In the process of assessing their abatement potential, most companies will identify significant opportunities to cut emissions (e.g., some may conclude that 100% of their emissions can be abated at or below a US$150/ tCO2e carbon price). The residual sources of emissions across a business’ carbon footprint that are uneconomic – or even technically impossible to abate with currently viable technologies – could be reported based on management’s assumptions on how they currently expect to address these issues. This may include closing or ceasing a business activity (for example, managed wind-down and closure of coal mines), further technology development (such as hydrogen-fueled planes) or acknowledging emissions that will likely require use of high quality, permanent removal offsets. To help inform the broader implementation of this recommended approach, CPP Investments has begun planning to test and refine Abatement Capacity Assessments of select holding companies in our active portfolio, where climate change impacts are deemed to be material, and where we can influence businesses to adopt the PAC methodology.

Appendix
Abatement Capacity Assessment: A Template for Reporting Projected Abatement Capacity (PAC)

The goal of this template is to aid companies in creating an actionable roadmap for navigating the wider transition to net-zero GHG emissions in a consistent manner as it relates to efficiency initiatives, technology upgrades and a shift from thermally generated power to renewables. See more detailed descriptions of these terms in the footnotes below.

Over time a company’s abatement capacity would ideally be reported across Scopes 1, 2 and 3 vis à vis its current state of business and under different carbon price assumptions. We acknowledge that reporting Scope 3 might require a period of time as it is dependent on suppliers and customers reporting their own Scope 1 and 2 Projected Abatement Capacity (PAC).

For some companies, current PAC will cover substantially all emissions. But we recognize that many sectors face considerable decarbonization challenges, and for them, much of their current emissions will be deemed Uneconomic to Abate. In this category, we hope to see sub-assessments addressing a continuum of potential transition options including business segment closures, future transformational technologies on which the company is conducting due diligence, and where unavoidable, the use of high-quality, permanent removal offsets.

Note: The percentages in the chart above are rounded. To address the consistency and comparability of this Framework, all capacity assessments must be reported as regionally relevant – i.e., the metrics reported are required to account for regional regulation, costs, subsidies, carbon prices, etc.

 

Gt = Scope 1 + Scope 2 + Scope 3 GHG emissions. To the extent that companies are not yet able to report all three, there exists the ability to start reporting Scope 1 and 2. Many of these data are already reported via CDP and company filings.
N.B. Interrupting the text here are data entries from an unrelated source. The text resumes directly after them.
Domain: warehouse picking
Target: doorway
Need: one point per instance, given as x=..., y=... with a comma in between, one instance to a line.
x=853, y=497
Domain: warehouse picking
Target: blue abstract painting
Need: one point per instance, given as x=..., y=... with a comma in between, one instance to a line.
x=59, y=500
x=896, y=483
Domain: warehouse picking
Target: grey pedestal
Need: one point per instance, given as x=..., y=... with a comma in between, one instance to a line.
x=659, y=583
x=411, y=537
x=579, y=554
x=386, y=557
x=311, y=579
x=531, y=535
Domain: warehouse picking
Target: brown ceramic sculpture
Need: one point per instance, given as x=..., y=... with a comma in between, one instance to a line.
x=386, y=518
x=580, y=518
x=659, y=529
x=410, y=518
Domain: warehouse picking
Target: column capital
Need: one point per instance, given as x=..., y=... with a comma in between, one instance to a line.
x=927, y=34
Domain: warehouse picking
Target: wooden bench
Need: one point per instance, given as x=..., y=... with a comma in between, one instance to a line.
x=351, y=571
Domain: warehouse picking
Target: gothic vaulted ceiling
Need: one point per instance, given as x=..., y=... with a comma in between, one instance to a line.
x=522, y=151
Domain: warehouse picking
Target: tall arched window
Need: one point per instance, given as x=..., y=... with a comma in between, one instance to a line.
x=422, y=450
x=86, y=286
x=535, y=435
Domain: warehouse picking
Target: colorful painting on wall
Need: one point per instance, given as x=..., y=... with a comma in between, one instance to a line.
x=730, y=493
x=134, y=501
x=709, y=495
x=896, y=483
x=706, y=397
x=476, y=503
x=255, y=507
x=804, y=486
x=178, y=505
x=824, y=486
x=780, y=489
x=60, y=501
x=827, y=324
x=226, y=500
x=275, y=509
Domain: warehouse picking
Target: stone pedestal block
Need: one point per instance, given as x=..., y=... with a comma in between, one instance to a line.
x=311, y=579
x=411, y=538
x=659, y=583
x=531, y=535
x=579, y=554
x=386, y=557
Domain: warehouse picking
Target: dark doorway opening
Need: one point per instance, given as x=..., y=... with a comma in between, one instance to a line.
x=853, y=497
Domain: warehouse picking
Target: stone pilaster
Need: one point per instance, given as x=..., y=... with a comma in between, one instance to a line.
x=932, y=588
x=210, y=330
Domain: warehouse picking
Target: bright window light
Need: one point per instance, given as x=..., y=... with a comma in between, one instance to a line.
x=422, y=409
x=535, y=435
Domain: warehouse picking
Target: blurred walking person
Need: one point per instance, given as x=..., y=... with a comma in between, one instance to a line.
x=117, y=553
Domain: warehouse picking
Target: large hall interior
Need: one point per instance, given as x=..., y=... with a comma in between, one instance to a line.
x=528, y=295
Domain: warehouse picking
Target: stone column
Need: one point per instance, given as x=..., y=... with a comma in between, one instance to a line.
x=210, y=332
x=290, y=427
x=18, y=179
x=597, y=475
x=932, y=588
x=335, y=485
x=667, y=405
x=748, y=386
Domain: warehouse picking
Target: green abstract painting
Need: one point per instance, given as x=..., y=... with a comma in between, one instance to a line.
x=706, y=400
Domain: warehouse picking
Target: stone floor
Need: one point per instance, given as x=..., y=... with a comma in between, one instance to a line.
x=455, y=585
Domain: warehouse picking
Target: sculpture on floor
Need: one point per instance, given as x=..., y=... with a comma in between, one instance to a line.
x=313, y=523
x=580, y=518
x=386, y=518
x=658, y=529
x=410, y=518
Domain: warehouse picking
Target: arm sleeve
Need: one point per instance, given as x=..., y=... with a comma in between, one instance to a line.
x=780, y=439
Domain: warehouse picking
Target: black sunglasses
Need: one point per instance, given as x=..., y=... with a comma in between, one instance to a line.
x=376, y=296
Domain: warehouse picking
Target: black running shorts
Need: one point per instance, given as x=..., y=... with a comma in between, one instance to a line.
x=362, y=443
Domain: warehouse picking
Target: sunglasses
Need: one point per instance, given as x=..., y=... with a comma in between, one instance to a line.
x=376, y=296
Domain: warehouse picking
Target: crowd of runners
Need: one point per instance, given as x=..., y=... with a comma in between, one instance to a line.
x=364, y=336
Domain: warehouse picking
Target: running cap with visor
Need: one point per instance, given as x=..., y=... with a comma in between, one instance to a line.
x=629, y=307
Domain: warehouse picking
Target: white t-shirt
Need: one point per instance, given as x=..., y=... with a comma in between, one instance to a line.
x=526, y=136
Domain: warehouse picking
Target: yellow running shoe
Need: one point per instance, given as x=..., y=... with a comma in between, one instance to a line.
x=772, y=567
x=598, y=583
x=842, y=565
Adding Scope 3 data when suppliers and customers report their Scope 1 and 2.

 

Et = Percentage of Gt projected to be addressable by “Efficiency” initiatives (e.g., stopping methane leaks, building management, using shore power, behavioral change, etc).

 

It = Percentage of Gt projected to be addressable by “Investment” in abatement solutions that are economic at current costs, carbon prices and prevailing regulation (e.g., switching to electric vehicles, heat pumps, retrofitting, etc.)

 

Rt = Percentage of Gt projected to be addressable via a shift to “Renewables” for power generation (i.e., likely to be addressed by greening of the grid). Many companies already report indirect emissions from electricity consumption, so some of this data is already available.

 

Ct = Et + It + Rt = “Current Projected Abatement Capacity” to abate Gt. We expect the reporting convention would default to reporting this as a % of total emissions (i.e., in the example above, the company’s Current Projected Abatement Capacity is 71%).

 

Ec75-t = Percentage of Gt projected to be “Economic to abate at US$75/tCO2e” carbon price. This would allow the company to apply a higher carbon price to current technology costs and regulation to determine the incremental % of abatement that would become economic at this standard carbon price assumption.

 

Ec150-t = Percentage of Gt projected to be “Economic to abate at US$150/tCO2e” carbon price. As above, but for a higher carbon price.

 

Lt = Ec75-t + Ec150-t = “Long-Term Projected Abatement Capacity” attributable to solutions that would become economic at pre-determined future Carbon Prices that are well within the bounds of those deemed necessary to support a net-zero outcome.

 

While Current and Long-term Projected Abatement Capacity should be reported independently we expect that market convention would add the two to sum “Projected Abatement Capacity” and refer to that as a percentage of total emissions (i.e., in the example above, the company’s PAC is 91%).

 

Ut = At + Tt + Ot = Currently “Uneconomic Projected Abatement Capacity.” The percentage of Gt that would require the “Abandonment/Closure of Assets,” deployment of “Transformative Technology,” “Offsetting” using removal credits. This is the residual Gt not projected to be addressable by Ct + Lt and would require closure, innovation in transformative technologies or removal via permanent verifiable solutions.

 

 

For more information please contact:

Richard Manley

Managing Director, Head of Sustainable Investing

Global Leadership Team

rmanley@cppib.com

cppinvestments.com

icon Arrow Down Green

Step one:

A proposal for projecting the capacity of companies to abate greenhouse gas emissions

As the threat of climate change becomes ever more present, the global transition to net-zero greenhouse gas (GHG) emissions is gaining speed. On the grid, renewables are scaling and on our roads, electric vehicles are proliferating. The progress is encouraging — yet it’s only the start of a decades-long process that will transform every sector in every country, from energy and industry to real estate, transportation and agriculture.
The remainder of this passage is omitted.